Add distributed lock functionality, and locked cache updates.

Review Request #14628 — Created Oct. 8, 2025 and updated

Information

Djblets
release-5.x

Reviewers

This introduces djblets.protect, a new module for service protection
capabilities, and specifically djblets.protect.locks.CacheLock, which
is a simple distributed lock utilizing the cache backend. This can help
avoid cache stampede issues, and overall reduce the work required by a
service.

It's important to note that these locks should only be used in cases
where the loss of a lock will not cause corruption or other bad
behavior. As cache backends may expire keys prematurely, and may lack
atomic operations, a lock cannot be guaranteed. These can be thought of
as a soft optimistic lock.

Locks have an expiration, and consumers can block waiting on a lock to
be available or return immediately, giving control over how to best
utilize a lock.

Locks are set by performing an atomic add() with a UUID4. If the value
is added, the lock is acquired. If it already exists, the lock has to
either block waiting or return a result. Waiting supports a timeout and
a time between retries.

When waiting, the lock will periodically check if it can acquire a new
lock, using the provided timestamp and some random jitter to help avoid
issues with stampedes where too many consumers are trying at the same
times to check and acquire a lock.

Locks are released when they expire or (ideally) when release() is
called. It's also possible they may fall out of cache, at which point
the lock is no longer valid, and suitable logging will occur.

Since there aren't atomic operations around deletes, this will try to do
release a lock as safely as possible. If the time spent with the lock is
greater than the expected expiration, it will assume the lock has
expired in cache and won't delete it (it may have been re-acquired
elsewhere). Otherwise, it will attempt to bump the expiration to
keep the key alive long enough to check it, with a worst-case scenario
that the other acquirer may have a new expiration set (likely extending
the lock). This is preferable over deleting another lock.

When using a lock as a context manager, both acquiring and releasing the
lock is handled automatically.

The interface is designed to be largely API-compatible with
threading.Lock and similar lock interfaces, but with more flexibility
useful for distributed lock behavior.

A pattern I expect to be common will be to lock a cache key when
calculating state to store and then writing it, which may be expensive
(for instance, talking to a remote service and storing the result).
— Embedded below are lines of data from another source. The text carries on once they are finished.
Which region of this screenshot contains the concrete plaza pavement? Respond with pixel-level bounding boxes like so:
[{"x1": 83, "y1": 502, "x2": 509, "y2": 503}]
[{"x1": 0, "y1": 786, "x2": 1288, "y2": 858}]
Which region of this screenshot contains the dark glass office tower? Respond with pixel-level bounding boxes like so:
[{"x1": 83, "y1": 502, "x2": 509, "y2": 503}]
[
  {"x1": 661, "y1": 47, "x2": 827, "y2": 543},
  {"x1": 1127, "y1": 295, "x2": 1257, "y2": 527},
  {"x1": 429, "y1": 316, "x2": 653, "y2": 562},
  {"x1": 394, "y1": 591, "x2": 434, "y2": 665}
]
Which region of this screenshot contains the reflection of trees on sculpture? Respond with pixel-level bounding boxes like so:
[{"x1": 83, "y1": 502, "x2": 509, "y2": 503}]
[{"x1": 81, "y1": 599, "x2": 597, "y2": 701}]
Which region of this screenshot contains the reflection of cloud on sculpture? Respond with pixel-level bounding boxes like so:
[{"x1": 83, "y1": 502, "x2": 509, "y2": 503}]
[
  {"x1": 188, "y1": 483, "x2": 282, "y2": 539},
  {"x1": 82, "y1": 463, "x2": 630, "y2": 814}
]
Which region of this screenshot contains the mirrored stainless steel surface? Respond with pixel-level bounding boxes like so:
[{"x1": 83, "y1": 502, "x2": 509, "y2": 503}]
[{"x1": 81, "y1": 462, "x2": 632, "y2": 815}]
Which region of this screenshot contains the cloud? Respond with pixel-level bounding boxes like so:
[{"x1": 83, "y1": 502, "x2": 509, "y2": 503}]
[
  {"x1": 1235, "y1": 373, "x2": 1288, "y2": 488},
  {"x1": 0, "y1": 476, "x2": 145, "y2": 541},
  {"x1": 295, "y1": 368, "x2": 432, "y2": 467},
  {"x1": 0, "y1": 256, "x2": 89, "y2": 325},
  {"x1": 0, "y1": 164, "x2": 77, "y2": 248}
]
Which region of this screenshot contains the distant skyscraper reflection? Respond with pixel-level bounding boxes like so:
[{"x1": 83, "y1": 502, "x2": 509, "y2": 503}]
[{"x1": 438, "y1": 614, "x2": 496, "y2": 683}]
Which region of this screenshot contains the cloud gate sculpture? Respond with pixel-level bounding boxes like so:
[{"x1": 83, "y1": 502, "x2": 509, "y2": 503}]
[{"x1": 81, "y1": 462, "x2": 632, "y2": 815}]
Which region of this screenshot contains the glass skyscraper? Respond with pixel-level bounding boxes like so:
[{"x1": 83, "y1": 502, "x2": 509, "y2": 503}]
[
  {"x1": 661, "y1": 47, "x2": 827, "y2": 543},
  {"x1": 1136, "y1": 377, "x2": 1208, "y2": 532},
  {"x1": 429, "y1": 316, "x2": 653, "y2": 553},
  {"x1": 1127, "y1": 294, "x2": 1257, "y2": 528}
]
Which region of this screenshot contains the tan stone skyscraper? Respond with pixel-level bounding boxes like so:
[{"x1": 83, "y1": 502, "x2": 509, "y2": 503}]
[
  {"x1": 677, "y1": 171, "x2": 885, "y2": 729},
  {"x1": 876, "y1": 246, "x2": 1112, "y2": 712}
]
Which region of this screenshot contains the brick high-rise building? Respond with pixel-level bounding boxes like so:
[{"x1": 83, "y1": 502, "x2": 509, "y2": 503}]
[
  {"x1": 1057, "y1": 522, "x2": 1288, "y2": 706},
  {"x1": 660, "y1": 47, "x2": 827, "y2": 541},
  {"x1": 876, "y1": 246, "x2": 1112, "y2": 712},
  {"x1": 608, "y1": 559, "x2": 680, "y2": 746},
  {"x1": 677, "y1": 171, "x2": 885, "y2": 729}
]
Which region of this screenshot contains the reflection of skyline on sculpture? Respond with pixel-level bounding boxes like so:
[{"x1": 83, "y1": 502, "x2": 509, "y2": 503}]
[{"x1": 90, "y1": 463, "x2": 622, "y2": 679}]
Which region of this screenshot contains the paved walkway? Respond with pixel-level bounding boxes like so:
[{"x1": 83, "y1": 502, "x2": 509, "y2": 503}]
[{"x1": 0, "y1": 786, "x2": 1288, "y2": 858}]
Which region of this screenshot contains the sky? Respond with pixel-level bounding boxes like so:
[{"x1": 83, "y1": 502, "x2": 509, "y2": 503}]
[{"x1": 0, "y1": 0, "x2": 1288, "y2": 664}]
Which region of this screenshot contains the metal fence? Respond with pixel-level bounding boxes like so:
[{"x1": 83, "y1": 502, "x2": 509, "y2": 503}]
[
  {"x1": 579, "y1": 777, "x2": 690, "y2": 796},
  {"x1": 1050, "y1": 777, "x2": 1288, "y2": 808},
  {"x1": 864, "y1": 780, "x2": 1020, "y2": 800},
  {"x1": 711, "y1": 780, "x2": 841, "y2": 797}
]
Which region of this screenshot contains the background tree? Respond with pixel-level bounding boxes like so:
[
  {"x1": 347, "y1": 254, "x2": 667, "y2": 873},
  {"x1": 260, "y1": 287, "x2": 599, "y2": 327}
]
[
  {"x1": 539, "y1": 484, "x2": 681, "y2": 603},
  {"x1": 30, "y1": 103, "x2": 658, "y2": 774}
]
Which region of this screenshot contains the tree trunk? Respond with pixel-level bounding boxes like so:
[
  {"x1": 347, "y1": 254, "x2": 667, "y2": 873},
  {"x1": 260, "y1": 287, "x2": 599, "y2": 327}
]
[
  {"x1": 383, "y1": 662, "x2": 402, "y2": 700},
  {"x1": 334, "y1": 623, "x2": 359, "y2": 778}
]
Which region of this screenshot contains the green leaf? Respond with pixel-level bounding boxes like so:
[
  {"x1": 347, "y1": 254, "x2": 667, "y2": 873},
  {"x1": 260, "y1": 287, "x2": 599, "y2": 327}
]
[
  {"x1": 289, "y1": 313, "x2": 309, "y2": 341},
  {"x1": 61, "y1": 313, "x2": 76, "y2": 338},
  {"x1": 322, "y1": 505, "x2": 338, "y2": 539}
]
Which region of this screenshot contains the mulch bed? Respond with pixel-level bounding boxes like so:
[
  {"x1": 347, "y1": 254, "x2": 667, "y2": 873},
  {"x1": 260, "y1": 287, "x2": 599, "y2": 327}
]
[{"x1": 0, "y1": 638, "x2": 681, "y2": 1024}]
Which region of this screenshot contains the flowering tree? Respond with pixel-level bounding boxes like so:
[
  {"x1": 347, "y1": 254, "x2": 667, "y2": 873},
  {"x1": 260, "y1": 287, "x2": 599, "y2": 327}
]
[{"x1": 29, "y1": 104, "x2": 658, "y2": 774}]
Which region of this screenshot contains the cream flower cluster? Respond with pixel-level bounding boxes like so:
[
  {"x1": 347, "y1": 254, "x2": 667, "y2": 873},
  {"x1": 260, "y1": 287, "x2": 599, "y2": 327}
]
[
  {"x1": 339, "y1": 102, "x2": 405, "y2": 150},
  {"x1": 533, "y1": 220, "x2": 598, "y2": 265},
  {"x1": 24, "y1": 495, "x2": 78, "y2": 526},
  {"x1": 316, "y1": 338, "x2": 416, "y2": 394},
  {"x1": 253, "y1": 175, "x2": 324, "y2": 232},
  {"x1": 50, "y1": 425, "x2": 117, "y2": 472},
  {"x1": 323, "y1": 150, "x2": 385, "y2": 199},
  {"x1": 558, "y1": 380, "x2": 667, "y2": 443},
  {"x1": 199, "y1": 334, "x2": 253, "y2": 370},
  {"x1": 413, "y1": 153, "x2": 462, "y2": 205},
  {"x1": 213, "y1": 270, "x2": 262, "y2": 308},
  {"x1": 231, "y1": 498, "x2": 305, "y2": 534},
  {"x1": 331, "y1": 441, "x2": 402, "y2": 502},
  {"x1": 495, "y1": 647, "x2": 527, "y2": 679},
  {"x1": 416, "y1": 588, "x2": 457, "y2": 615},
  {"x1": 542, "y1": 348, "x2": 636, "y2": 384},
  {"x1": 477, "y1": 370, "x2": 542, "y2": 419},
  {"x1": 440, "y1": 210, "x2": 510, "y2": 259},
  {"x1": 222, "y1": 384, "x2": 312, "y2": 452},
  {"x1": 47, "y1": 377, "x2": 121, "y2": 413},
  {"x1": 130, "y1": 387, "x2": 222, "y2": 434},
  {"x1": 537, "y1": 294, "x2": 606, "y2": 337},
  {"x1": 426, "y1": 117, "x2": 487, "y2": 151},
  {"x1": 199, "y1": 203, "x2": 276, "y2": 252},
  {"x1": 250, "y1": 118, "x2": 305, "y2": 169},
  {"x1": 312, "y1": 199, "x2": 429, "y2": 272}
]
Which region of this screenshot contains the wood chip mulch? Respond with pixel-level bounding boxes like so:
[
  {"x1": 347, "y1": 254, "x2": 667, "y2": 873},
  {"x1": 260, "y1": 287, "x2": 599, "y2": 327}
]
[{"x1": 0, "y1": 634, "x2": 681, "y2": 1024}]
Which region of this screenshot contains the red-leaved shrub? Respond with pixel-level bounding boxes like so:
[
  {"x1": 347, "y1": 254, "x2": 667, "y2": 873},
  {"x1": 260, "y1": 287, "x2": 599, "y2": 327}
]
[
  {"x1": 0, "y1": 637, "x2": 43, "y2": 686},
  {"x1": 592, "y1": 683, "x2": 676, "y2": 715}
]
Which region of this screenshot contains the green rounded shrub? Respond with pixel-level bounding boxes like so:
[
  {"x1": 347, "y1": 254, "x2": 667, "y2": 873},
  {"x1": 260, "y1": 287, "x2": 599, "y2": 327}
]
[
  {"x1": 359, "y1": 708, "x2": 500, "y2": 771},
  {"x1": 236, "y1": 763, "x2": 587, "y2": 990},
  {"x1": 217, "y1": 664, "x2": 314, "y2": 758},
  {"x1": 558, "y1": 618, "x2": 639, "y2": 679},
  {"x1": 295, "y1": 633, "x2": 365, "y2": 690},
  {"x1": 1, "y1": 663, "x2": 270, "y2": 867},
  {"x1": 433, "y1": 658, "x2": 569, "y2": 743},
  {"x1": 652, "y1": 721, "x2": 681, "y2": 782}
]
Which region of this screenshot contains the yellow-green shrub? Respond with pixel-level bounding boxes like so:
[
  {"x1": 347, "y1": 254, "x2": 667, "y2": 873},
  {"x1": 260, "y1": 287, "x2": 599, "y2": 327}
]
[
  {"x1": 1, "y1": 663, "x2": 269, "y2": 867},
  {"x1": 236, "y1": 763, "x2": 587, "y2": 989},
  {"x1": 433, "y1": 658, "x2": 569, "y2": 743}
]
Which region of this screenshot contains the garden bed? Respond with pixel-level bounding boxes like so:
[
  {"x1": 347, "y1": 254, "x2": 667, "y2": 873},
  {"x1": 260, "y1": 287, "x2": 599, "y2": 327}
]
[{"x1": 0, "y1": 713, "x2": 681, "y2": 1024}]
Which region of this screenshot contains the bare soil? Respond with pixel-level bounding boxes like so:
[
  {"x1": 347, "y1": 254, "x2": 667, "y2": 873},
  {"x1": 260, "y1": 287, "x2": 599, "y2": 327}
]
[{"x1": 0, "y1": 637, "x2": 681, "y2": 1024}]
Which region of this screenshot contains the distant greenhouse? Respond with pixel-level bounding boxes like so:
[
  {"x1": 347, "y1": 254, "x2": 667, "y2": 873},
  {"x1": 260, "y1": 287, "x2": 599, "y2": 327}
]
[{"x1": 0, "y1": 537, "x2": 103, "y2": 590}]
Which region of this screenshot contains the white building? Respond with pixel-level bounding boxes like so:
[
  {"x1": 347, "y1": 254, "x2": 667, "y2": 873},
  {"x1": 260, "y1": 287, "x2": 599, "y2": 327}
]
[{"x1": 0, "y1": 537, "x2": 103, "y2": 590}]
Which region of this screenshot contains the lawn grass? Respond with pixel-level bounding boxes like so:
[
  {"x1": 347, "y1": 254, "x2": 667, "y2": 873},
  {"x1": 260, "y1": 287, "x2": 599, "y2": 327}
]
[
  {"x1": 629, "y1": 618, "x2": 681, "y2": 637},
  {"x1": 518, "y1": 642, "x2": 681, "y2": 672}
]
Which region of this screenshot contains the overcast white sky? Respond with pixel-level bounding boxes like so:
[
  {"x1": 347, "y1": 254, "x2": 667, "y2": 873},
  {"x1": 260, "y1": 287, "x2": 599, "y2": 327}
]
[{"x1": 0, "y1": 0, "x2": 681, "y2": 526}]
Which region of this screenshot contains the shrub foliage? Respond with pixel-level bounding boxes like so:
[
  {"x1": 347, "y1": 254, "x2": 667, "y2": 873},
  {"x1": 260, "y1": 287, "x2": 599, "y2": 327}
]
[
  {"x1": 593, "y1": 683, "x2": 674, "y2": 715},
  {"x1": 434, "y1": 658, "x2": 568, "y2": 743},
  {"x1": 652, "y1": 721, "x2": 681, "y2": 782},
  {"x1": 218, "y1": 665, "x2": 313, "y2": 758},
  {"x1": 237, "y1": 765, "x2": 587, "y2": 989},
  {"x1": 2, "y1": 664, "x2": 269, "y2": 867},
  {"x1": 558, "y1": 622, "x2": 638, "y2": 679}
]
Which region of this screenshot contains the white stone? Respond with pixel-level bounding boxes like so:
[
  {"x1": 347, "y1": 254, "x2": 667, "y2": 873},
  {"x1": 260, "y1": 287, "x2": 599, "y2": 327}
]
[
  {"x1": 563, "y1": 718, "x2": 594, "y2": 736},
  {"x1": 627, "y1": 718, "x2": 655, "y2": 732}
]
For this, cache_memoize() and cache_memoize_iter() have been updated
to work with locks. They now take a lock= argument, which accepts a
CacheLock with the parameters controlling the lock behavior. If
provided, the lock will be acquired if the initial fetch doesn't yield a
value. A second fetch is then attempted (in case it had to wait for
another process to finish), and if it still needs to compute data to
cache, it will do so under the protection of the lock, releasing when
complete.

Locks are entirely optional and not enabled by default for any current
caching behavior, but are something we'll likely want to opt into any
time we're working on caching something that's expensive to generate.

Unit tests pass.

Summary ID
Add distributed lock functionality, and locked cache updates.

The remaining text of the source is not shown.